I am given the system $\\$ $\dot r = (1-r^2)\cosh(r)$, $\dot \theta = 1$ and am required to sketch the phase flow for it in both Cartesian co-ordinates $(x,y) = (r\cos \theta, r\sin \theta)$ and also polar co-ordinates $(r,\theta)$
So I know I need to solve differential equations which give me
$\theta = t + c$ where $c$ is a constant
but I am struggling to solve the other differential equation as separating the variable does not work, as the integration is difficult to solve.
$$\dfrac {dr}{(1-r^2)\cosh(r)} = 1 \cdot dt$$
Solving the differential equation is the only thing stopping me drawing the phase flow, but I am really struggling on how to solve it.

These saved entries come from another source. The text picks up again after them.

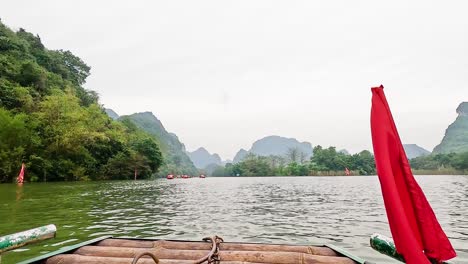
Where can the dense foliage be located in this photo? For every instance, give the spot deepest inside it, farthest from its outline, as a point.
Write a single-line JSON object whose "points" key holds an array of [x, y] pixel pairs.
{"points": [[55, 126], [456, 136], [323, 162], [176, 160]]}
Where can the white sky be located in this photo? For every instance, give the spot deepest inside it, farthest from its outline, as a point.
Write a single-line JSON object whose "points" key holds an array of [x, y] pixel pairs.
{"points": [[222, 74]]}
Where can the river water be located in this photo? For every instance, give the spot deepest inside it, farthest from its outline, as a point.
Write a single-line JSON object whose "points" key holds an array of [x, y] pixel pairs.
{"points": [[343, 211]]}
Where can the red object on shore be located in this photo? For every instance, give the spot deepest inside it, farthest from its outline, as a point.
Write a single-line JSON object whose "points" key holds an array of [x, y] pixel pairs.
{"points": [[347, 172], [415, 230], [20, 178]]}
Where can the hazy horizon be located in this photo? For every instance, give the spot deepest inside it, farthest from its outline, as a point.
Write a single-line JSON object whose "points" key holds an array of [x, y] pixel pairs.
{"points": [[223, 74]]}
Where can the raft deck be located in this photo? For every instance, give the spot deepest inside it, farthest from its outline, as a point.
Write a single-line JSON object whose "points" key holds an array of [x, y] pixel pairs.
{"points": [[212, 250]]}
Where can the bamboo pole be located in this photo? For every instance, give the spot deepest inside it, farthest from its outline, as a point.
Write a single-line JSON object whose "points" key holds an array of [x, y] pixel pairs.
{"points": [[78, 259], [246, 256], [323, 251], [20, 239]]}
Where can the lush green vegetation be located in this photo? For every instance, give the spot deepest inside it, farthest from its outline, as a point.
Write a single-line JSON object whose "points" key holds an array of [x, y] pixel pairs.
{"points": [[452, 163], [456, 135], [324, 162], [176, 160], [54, 125]]}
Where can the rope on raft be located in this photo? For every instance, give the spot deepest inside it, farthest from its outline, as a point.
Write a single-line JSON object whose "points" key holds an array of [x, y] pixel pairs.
{"points": [[137, 257], [212, 257]]}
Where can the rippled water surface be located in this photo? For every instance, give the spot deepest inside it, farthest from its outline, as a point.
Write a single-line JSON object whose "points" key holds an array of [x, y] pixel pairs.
{"points": [[343, 211]]}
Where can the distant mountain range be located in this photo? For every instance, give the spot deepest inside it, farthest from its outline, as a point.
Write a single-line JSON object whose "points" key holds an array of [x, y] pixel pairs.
{"points": [[414, 151], [456, 135], [201, 158], [275, 145], [179, 161]]}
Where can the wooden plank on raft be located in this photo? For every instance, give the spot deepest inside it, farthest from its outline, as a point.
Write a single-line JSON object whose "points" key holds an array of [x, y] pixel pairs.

The above analysis in my comment shows that there is a stable limit cycle defined by $r=1$ i.e. all trajectories converge asymptotically towards this cycle. If we transform the system equation to cartesian coordinates we get $$\frac{dx}{dt}=-y+(1-x^2-y^2)\cosh(\sqrt{x^2+y^2})\frac{x}{\sqrt{x^2+y^2}}\\ \frac{dy}{dt}=x+(1-x^2-y^2)\cosh(\sqrt{x^2+y^2})\frac{y}{\sqrt{x^2+y^2}}$$
with streamplot showing in the following Figure which is as expected.
I suppose you can now complete the flow in the $(r,\theta)$ plane.